The results of the latest survey from CBS News and The New York Times confirm that Congress’ job approval rating is at an all-time low.
The two news outlets have been asking Americans for their opinion on Congress ever since 1977 when Jimmy Carter entered the White House. Though their take has waxed and waned throughout the course of American history, this year’s results mark the first time that Congress’ job approval rating actually dropped to lower than 10 percent. According to the latest poll, only 9 percent of Americans have faith in the current lawmakers on Capitol Hill.
Additionally — and expectedly — distrust is rampant across the board as one analyzes the latest figures, released in conjunction today from the two news organization. Not only is approval of Congress at its lowest ever, but fewer Americans than ever in the history of the survey say that they actually trust the government — 10 percent.

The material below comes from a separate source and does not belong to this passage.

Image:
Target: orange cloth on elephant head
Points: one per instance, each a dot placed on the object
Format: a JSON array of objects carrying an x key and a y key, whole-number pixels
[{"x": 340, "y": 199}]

The results don’t stack up too well for President Barack Obama either, who earlier this month saw his disapproval rating at the highest since he entered office, according to Quinnipac University pollsters. Now only weeks later, the CBS / NYT poll says that the president’s highly touted jobs plan will fail, with the majority, 56 percent, saying that his American Jobs Act isn’t a “clear plan” to fix the unemployment epidemic. His overall approval rating, according to the latest poll, shows a slight but certainly miniscule surge in popularity for the commander-in-chief, with 46 percent of American’s approving of his job — but with 46 percent disapproving as well.
That’s okay, Barry, you’re not the only bad guy. The latest poll adds that 71 percent of those surveyed don’t think Republicans in Congress can fix the jobs problem either.
A good number of Americans, 46 percent, also say that the current Occupy Wall Street movement, gaining steam in its second month now, reflect the views of most Americans. Of those surveyed, however, 18 percent did not offer an opinion.
Results of the latest poll come after a week of questions conducted with 1,650 adults nationwide.